We fell into step with a shuffling old fellow who said he had worked for 28 years under the ground, in the Paris Métro, before retiring to the country. He was 80 years old and told us we were very young.
Walking up the steep C2, which has a fine view back over vines to the village in the hollow, we then continued along the road until it dipped into the hamlet of Dracy-les-Couches.
Although it was slightly off the road, we made the detour because the patrone at our morning coffee had recommended the church.
We secretly hoped for another coffee stop but there was nothing except a boulangerie. A few ornate signs recalled older shops, now defunct, but the place looked prosperous all the same.
The church was worth the deviation – a tiny Renaissance jewel, with a sky-blue vaulted ceiling supported by ribs of gold and white, all glowing in the pearly morning light. Freshly painted plaster saints adorned the altar and sides, and an ancient oak staircase spiralled up to the organ.
The other architectural feature of Dracy, an imposing chateau, was younger and less interesting – a confusion of styles from different periods.
From here on we were on the GR137, with the security of the red-and-white markers, not that we needed them in such open country. The way was partly on little roads and partly on paths.
It was easy walking on the wide ridge with wheat and rapeseed crops golden on either side and red poppies edging the track.
The modest hills on our right were Mont Rôme-Château, then Mont de Rême. We went past an allotment of vegetables being eagerly tended by a group of amateur gardeners in the midst of a sea of wheat.

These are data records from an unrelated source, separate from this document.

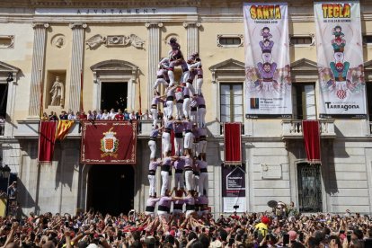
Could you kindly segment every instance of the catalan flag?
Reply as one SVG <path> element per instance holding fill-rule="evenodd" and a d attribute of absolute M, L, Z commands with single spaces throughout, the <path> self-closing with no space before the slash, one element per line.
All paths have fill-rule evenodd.
<path fill-rule="evenodd" d="M 56 130 L 56 140 L 63 140 L 70 130 L 74 120 L 59 120 Z"/>

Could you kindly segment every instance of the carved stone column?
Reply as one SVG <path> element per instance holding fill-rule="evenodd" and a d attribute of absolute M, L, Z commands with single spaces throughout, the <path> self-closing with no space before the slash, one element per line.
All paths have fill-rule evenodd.
<path fill-rule="evenodd" d="M 199 52 L 199 28 L 200 22 L 183 22 L 187 31 L 187 58 L 192 53 Z"/>
<path fill-rule="evenodd" d="M 163 22 L 146 22 L 148 30 L 148 82 L 147 82 L 147 109 L 150 108 L 153 98 L 153 87 L 156 80 L 157 65 L 160 60 L 160 28 Z"/>
<path fill-rule="evenodd" d="M 80 111 L 80 93 L 83 73 L 84 55 L 84 30 L 86 23 L 70 23 L 73 31 L 73 44 L 71 55 L 69 109 L 74 111 Z"/>
<path fill-rule="evenodd" d="M 33 53 L 30 91 L 29 117 L 39 118 L 40 111 L 40 96 L 43 84 L 45 40 L 49 23 L 33 23 Z M 42 104 L 42 103 L 41 103 Z"/>

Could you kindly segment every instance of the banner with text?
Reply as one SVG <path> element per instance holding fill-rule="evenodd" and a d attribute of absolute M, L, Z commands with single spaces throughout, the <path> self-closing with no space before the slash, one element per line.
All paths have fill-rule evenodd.
<path fill-rule="evenodd" d="M 137 121 L 84 121 L 82 164 L 136 164 Z"/>
<path fill-rule="evenodd" d="M 222 165 L 224 212 L 245 212 L 245 165 Z"/>
<path fill-rule="evenodd" d="M 247 117 L 292 116 L 288 5 L 244 4 Z"/>
<path fill-rule="evenodd" d="M 314 5 L 320 82 L 320 117 L 366 117 L 360 5 L 324 2 Z"/>

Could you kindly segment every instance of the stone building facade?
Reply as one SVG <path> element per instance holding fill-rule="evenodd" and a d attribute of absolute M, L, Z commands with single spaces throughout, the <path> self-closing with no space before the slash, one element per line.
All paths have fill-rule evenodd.
<path fill-rule="evenodd" d="M 77 208 L 94 207 L 97 197 L 105 200 L 104 195 L 117 201 L 123 201 L 125 196 L 120 204 L 144 210 L 148 196 L 147 142 L 151 123 L 142 121 L 137 145 L 137 164 L 134 166 L 81 164 L 78 124 L 63 142 L 57 143 L 53 163 L 41 165 L 37 160 L 40 99 L 42 94 L 42 109 L 48 113 L 76 111 L 81 104 L 86 111 L 99 110 L 102 108 L 102 92 L 107 84 L 118 83 L 125 84 L 127 109 L 148 109 L 157 63 L 168 54 L 166 42 L 170 37 L 177 38 L 186 55 L 199 51 L 203 61 L 209 203 L 214 213 L 223 212 L 221 87 L 237 85 L 244 92 L 243 2 L 176 2 L 0 3 L 0 84 L 6 100 L 0 152 L 4 163 L 18 176 L 19 201 L 24 213 L 72 213 Z M 313 3 L 288 3 L 289 34 L 295 43 L 289 51 L 293 89 L 304 95 L 294 95 L 294 104 L 302 107 L 294 107 L 299 112 L 294 112 L 290 120 L 243 119 L 242 154 L 247 189 L 244 210 L 267 210 L 270 199 L 298 205 L 304 198 L 301 185 L 313 180 L 319 182 L 319 192 L 312 200 L 318 201 L 320 211 L 342 212 L 350 208 L 369 213 L 369 115 L 367 120 L 320 120 L 322 165 L 310 167 L 306 163 L 300 120 L 308 117 L 309 108 L 316 113 L 319 97 L 315 25 Z M 366 81 L 368 93 L 372 93 L 372 4 L 362 1 L 361 6 Z M 180 73 L 175 71 L 176 75 Z M 13 81 L 7 80 L 10 76 Z M 49 91 L 56 76 L 64 83 L 63 104 L 51 106 Z M 306 91 L 304 85 L 311 85 L 313 90 Z M 243 115 L 247 101 L 242 97 L 243 112 L 239 114 Z M 314 99 L 313 103 L 306 102 L 306 97 Z M 368 114 L 371 114 L 372 96 L 368 98 Z M 116 173 L 124 182 L 113 179 Z M 111 176 L 117 184 L 110 184 L 111 180 L 105 179 Z M 107 187 L 97 186 L 101 184 Z M 130 192 L 123 195 L 115 187 Z M 159 182 L 157 188 L 159 192 Z"/>

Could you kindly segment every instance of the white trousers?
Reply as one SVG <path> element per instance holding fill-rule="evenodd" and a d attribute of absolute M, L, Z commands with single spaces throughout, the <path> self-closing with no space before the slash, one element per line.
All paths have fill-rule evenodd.
<path fill-rule="evenodd" d="M 190 111 L 190 120 L 192 123 L 198 123 L 198 112 L 197 111 Z"/>
<path fill-rule="evenodd" d="M 199 142 L 192 143 L 192 154 L 196 156 L 199 156 Z"/>
<path fill-rule="evenodd" d="M 146 211 L 145 214 L 146 216 L 149 216 L 151 218 L 154 218 L 155 217 L 155 213 L 154 212 L 147 212 L 147 211 Z"/>
<path fill-rule="evenodd" d="M 183 138 L 174 137 L 174 150 L 176 155 L 183 155 Z"/>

At the tiny village of Viécourt the track became a tunnel of unkempt greenery, difficult to negotiate in a crouched position, leading to the next miniscule hamlet (Epertully).
Thenceforth we were on a small road that climbed to the lookout point of the seventeenth century Croix Carnot, with its pleasant outlook over vines, wheat, villages and hills.
A dirt track then slithered abruptly into the back streets of Nolay. The first thing we saw was the municipal camping area on the side of an artificial lake.
As it was only
This made a point of connection with our previous Burgundy walk, so we were very pleased with ourselves.
After coffee and patisseries next to the great halle (one of the best still standing in France), we took ourselves back to the green grass of the camping ground, washed ourselves and our clothes, then had the usual picnic lunch and siesta under a huge many-stemmed linden tree.
It was roasting hot all afternoon and the local kids enjoyed themselves in the pool above which we were camping. French school kids have Wednesday afternoon off.
As evening fell we walked back to town for dinner. Despite its prettiness, Nolay has very little to offer the diner.
The pizzeria in the Place de la Halle was the best we could do, but it was most pleasant sitting under the stars with the new pavement fountain splashing nearby. It had been under construction when we were here two years earlier.